When software engineer Batya Friedman started out in the 1980s, her goal was to build technologies that were beneficial to people. Back then, however, she couldn't find methodologies that helped her ensure that goal. So she developed value-sensitive design (VSD), an approach that technologists can use to bring human values to the forefront of the technical design process. Today, technologists in academic and commercial settings are increasingly using VSD, which advocates for designers and developers to consider the values of both direct and indirect stakeholders. Friedman is now a professor in the Information School at the University of Washington as well as an adjunct professor in the university's Department of Computer Science and the Department of Human-Centered Design and Engineering. She also directs the university's Value Sensitive Design Research Lab.
What's lacking in the traditional design process?
Batya Friedman: If you look at a lot of our design processes, they focus on technology not the design. And one of the things about technology is you build it and it either works or it doesn't work. You bring questions like is it reliable, is it correct, is it efficient, not questions about whether it meets the values of the people who are going to be using it, does it help people feel better about themselves, or does it build the relationships that people want to build. You're not given a set of tools to think about how the thing you build is going to affect people, so you don't bring that into the way you build your system.
Why is that so critical?
Friedman: Let me give you an example. Let's say I'm building a system that's going to keep track of people who are willing to be organ donors, and I build a great big database for that. A sensible thing is to put people in alphabetical order; you have people who want organs when they become available and they're in alphabetical order. An algorithm like that will bias people whose name begins with A. But if you have a sense of fairness or [are] not discriminating based on someone's last name, you need a different way than picking by last name -- by survivability or something like that.
Isn't that obvious?
Batya Friedman
Friedman: Actually it's not so obvious. It's very challenging to write algorithms that don't have biases in them. These issues pervade all the algorithms being made.
Friedman: There's nothing in value-sensitive design that's about a specific technology. It's about how do we foreground what's important to people in the tools and technologies and infrastructure we build. Most of my work has focused on information technology, but other people have applied it to wind turbines, to designing processes for customs in major ports, for transportation systems.
How does this differ from UX and designing for the user experience?

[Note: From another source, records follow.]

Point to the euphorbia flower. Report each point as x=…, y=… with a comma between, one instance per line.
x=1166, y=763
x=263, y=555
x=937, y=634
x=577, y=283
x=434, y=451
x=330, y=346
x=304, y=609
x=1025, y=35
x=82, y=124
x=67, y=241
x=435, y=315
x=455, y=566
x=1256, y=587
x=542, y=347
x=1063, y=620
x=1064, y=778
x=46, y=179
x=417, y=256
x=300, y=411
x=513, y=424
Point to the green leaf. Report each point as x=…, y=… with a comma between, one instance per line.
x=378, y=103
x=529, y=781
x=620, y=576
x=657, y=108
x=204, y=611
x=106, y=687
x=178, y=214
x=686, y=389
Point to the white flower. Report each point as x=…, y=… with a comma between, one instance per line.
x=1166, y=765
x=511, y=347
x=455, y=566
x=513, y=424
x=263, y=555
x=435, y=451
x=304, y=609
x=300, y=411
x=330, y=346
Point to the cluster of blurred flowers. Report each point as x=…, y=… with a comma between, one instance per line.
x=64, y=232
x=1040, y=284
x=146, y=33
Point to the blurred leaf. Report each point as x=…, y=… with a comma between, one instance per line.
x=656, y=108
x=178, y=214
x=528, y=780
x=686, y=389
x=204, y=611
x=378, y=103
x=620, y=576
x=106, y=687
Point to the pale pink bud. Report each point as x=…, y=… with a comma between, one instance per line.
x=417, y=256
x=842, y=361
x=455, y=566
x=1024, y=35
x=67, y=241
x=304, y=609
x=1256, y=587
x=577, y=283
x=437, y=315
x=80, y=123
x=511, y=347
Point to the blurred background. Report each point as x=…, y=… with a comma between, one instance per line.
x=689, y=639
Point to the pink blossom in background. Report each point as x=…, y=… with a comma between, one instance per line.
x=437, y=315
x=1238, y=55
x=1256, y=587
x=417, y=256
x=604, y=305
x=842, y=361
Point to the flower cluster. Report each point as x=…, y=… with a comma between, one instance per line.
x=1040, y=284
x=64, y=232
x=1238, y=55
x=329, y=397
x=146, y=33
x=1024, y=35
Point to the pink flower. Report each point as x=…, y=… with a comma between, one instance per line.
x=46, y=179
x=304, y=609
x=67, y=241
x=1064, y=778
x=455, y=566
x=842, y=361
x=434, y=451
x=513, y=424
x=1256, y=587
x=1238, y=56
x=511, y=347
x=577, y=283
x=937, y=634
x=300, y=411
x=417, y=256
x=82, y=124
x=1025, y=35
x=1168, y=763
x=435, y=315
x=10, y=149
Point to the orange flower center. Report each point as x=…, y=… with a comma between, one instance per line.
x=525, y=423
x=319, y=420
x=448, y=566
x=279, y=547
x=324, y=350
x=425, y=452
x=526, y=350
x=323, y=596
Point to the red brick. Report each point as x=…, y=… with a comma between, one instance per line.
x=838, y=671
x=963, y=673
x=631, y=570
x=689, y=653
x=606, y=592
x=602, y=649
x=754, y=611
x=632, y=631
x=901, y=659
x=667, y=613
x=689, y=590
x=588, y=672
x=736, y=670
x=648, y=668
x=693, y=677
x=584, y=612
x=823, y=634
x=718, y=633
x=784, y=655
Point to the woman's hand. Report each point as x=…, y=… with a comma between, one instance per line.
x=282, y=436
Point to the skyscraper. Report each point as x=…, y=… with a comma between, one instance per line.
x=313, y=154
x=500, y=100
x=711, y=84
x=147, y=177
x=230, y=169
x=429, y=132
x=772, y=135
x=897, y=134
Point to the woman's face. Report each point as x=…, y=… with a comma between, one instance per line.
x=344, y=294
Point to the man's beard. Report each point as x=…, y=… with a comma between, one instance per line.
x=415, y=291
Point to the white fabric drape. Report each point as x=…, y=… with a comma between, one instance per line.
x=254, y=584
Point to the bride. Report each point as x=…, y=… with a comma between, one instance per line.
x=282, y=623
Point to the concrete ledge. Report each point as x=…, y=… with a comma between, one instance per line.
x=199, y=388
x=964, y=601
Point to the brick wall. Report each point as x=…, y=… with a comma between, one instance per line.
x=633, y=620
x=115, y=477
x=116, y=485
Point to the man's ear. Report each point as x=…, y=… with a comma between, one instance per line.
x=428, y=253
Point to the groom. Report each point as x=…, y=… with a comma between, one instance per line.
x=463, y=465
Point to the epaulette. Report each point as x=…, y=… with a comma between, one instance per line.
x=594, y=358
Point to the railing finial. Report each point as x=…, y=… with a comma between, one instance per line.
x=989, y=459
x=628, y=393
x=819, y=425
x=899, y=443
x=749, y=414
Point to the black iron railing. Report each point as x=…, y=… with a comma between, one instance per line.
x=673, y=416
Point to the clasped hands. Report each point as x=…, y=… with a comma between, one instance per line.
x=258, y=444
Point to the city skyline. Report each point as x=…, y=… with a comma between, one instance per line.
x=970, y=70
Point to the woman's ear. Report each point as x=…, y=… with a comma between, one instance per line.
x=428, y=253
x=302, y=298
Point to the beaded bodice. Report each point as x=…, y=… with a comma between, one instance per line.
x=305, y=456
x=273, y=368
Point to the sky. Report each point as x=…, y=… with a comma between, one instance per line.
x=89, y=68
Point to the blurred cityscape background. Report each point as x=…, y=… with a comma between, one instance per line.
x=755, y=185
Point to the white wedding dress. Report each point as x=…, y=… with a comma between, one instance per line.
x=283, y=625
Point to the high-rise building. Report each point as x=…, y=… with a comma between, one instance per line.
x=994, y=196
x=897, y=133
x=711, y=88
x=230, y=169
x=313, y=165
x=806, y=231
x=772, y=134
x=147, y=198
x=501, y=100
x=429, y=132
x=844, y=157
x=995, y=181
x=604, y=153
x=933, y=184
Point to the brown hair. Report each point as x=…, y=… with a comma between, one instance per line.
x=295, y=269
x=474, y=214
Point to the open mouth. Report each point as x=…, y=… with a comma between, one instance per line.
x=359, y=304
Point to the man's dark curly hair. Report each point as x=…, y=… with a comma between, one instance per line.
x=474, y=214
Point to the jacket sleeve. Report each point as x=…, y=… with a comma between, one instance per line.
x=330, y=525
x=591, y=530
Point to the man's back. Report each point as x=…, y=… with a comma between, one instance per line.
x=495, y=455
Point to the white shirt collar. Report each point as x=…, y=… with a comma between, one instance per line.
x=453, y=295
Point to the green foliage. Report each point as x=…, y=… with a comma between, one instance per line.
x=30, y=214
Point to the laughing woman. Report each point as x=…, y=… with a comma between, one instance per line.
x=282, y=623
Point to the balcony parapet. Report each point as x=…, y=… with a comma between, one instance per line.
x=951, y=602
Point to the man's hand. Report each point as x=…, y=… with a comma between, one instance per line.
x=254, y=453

You're not given a set of tools to think about how the thing you build is going to affect people, so you don't bring that into the way you build your system.
Batya Friedman
Friedman: When you're designing a system, who do you focus on? The language in the field is to talk about users and user-sensitive design. So when people design, they think about who is going to use the technology. We have methodologies for doing user testing, but we know that others are stakeholders, too. So one of the key changes is to bring other stakeholders in to make sure they're considered along with the users.

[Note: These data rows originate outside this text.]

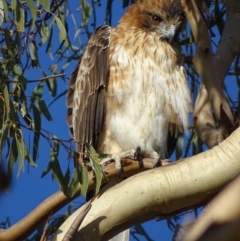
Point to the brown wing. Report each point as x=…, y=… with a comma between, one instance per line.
x=86, y=90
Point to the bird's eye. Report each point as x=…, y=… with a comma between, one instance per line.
x=156, y=19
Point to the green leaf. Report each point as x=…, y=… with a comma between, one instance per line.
x=19, y=16
x=37, y=127
x=37, y=92
x=47, y=170
x=16, y=70
x=44, y=109
x=62, y=30
x=6, y=98
x=56, y=169
x=33, y=55
x=5, y=7
x=73, y=184
x=83, y=178
x=33, y=11
x=21, y=152
x=98, y=174
x=12, y=115
x=179, y=146
x=28, y=157
x=46, y=4
x=13, y=154
x=52, y=86
x=86, y=11
x=45, y=33
x=1, y=12
x=3, y=136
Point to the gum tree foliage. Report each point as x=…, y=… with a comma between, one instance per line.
x=29, y=28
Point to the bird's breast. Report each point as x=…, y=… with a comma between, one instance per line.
x=146, y=90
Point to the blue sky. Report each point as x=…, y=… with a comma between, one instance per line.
x=29, y=190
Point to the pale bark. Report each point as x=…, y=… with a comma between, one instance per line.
x=212, y=70
x=220, y=219
x=160, y=192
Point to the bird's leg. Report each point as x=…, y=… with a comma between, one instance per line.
x=117, y=157
x=138, y=156
x=157, y=159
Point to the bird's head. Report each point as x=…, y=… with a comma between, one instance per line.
x=161, y=16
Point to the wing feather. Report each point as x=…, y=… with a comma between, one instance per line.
x=86, y=91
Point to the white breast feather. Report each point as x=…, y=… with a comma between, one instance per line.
x=142, y=94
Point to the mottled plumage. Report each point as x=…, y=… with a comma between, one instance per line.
x=130, y=88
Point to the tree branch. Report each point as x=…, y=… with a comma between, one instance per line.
x=160, y=192
x=58, y=200
x=204, y=64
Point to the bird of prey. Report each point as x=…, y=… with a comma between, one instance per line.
x=129, y=90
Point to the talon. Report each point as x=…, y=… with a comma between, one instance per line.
x=138, y=156
x=157, y=162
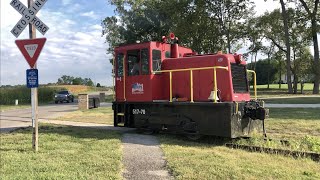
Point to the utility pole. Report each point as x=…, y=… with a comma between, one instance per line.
x=34, y=95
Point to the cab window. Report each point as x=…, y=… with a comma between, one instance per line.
x=168, y=54
x=156, y=60
x=145, y=61
x=133, y=63
x=120, y=64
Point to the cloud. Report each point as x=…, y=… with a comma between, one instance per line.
x=74, y=47
x=90, y=14
x=66, y=2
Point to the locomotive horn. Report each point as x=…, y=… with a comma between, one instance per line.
x=172, y=36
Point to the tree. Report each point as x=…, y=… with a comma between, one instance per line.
x=77, y=81
x=231, y=16
x=285, y=19
x=263, y=67
x=313, y=16
x=190, y=20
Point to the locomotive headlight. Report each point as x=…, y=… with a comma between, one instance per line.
x=238, y=58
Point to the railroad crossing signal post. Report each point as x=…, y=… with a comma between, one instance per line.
x=34, y=95
x=31, y=49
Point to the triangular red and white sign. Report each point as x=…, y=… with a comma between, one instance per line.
x=30, y=49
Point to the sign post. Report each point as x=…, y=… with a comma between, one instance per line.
x=31, y=49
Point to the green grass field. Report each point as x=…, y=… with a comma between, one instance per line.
x=192, y=160
x=209, y=159
x=274, y=90
x=9, y=107
x=294, y=100
x=64, y=153
x=101, y=115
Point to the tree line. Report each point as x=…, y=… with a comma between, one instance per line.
x=283, y=35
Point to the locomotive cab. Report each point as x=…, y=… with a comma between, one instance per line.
x=166, y=87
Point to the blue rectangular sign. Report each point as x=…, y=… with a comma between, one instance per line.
x=32, y=78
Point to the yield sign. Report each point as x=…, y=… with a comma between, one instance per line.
x=30, y=49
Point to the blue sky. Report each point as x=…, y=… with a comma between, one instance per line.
x=74, y=44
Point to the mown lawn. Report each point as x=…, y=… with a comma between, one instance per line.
x=101, y=115
x=10, y=107
x=274, y=91
x=64, y=153
x=294, y=123
x=192, y=160
x=209, y=159
x=294, y=100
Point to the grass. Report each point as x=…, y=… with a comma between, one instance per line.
x=294, y=100
x=307, y=86
x=209, y=159
x=274, y=90
x=101, y=115
x=294, y=123
x=10, y=107
x=191, y=160
x=64, y=153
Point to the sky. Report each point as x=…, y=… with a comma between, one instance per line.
x=75, y=45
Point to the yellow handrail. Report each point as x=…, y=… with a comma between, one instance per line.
x=191, y=79
x=113, y=80
x=124, y=78
x=254, y=83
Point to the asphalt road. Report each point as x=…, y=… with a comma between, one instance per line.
x=12, y=119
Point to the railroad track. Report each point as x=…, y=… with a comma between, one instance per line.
x=295, y=154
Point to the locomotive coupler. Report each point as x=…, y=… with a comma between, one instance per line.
x=255, y=110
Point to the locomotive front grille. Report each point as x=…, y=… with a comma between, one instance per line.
x=239, y=78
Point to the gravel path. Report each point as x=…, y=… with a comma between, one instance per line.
x=143, y=158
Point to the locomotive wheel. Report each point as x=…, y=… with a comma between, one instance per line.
x=146, y=131
x=194, y=136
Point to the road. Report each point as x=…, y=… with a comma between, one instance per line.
x=12, y=119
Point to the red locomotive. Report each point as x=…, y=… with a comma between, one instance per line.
x=162, y=86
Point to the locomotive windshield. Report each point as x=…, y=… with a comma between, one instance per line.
x=156, y=60
x=120, y=64
x=239, y=78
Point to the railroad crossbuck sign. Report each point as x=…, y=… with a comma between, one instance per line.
x=30, y=49
x=28, y=16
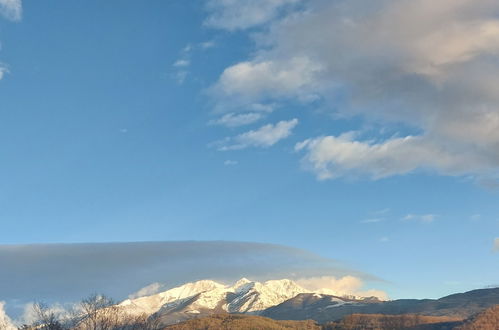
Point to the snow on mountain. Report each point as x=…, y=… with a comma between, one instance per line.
x=206, y=297
x=152, y=304
x=5, y=322
x=244, y=296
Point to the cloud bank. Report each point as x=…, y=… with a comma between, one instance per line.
x=264, y=137
x=430, y=67
x=67, y=272
x=347, y=285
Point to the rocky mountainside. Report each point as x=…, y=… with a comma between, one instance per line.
x=208, y=297
x=323, y=308
x=486, y=320
x=286, y=300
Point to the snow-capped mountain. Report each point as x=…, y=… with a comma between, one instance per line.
x=244, y=296
x=207, y=297
x=5, y=322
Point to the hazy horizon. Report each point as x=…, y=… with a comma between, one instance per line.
x=360, y=136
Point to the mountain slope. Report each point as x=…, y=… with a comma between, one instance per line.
x=324, y=308
x=204, y=298
x=234, y=322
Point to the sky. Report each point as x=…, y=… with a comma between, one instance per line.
x=365, y=132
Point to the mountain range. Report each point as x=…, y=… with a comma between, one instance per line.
x=286, y=300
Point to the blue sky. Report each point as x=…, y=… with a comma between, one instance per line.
x=267, y=121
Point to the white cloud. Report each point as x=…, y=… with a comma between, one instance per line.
x=207, y=44
x=331, y=157
x=257, y=80
x=235, y=120
x=347, y=285
x=242, y=14
x=425, y=218
x=431, y=67
x=5, y=321
x=11, y=9
x=372, y=220
x=181, y=63
x=475, y=217
x=148, y=290
x=265, y=136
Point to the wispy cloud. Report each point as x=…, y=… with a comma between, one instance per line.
x=347, y=285
x=432, y=68
x=181, y=63
x=243, y=14
x=264, y=137
x=3, y=71
x=235, y=120
x=230, y=162
x=475, y=217
x=425, y=218
x=11, y=9
x=372, y=220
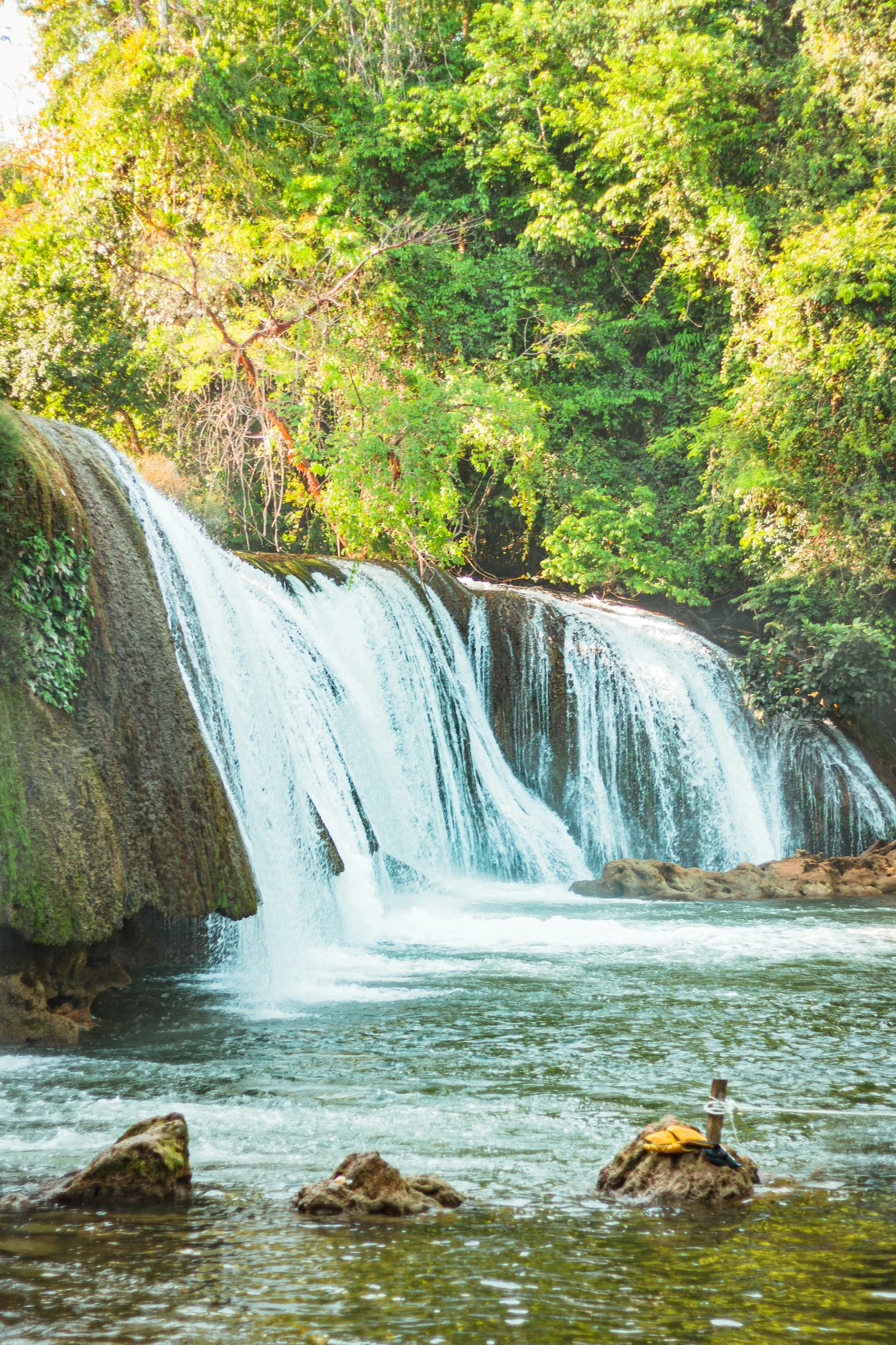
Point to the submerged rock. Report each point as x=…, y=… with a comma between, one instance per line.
x=809, y=878
x=643, y=1175
x=149, y=1164
x=366, y=1184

Can you give me an example that illustrates this?
Friedman: Take a cell phone. All the people who hear an intimate conversation on the bus or have a meeting interrupted by a cell phone are touched by the technology. With your cell phone, there's everyone else around you when you're talking on the cell phone. The user is the person who touches the technology. But a lot of people who don't use the technology are still affected. They're affected by hearing your conversations.
Friedman: It would have changed the design process. So when we were first thinking about and designing cell phones, if you were having focus groups or having some evaluations, you wouldn't do it just with the people using the cell phones, you would have had others as well. And ultimately that would have reshaped the design.
Friedman: A decade or so ago we were looking at how to bring a real-time image of outdoor scenes into the interior office. We brought plasma screens in and had great nature scenes from outside, but our indirect stakeholders found that their images were captured. Women particularly were much more concerned and uncomfortable with this technology than men were; they didn't want their images collected without their knowledge and shown to people without their permission. Normally, if you were developing that technology you wouldn't even ask this question about the people outside who were being photographed.
How did you resolve this?
Friedman: In that case we weren't building out that technology further, so we didn't actually get to a further resolution. The contribution was to bring this question into the public sphere so people could begin to talk about it. [Also, at the time] there was almost no reporting of different responses based on gender, so it was as if issues around gender and privacy didn't exist. So one of the things that that work did was it brought the issues of gender and privacy to the fore, so now in a lot of the research, people take the time to look at it. In an industry setting you want to make sure you involve both men and women in your studies.
Does value-sensitive design actually save money then?
Friedman: While we don't have a lot of research on that, I am fairly confident in saying yes. You don't want to have snafus after the fact, you want to find them beforehand. If you can avoid a snafu [earlier in the design process], then the money you spend in researching it is less than what you'd spend on fixing it after the fact.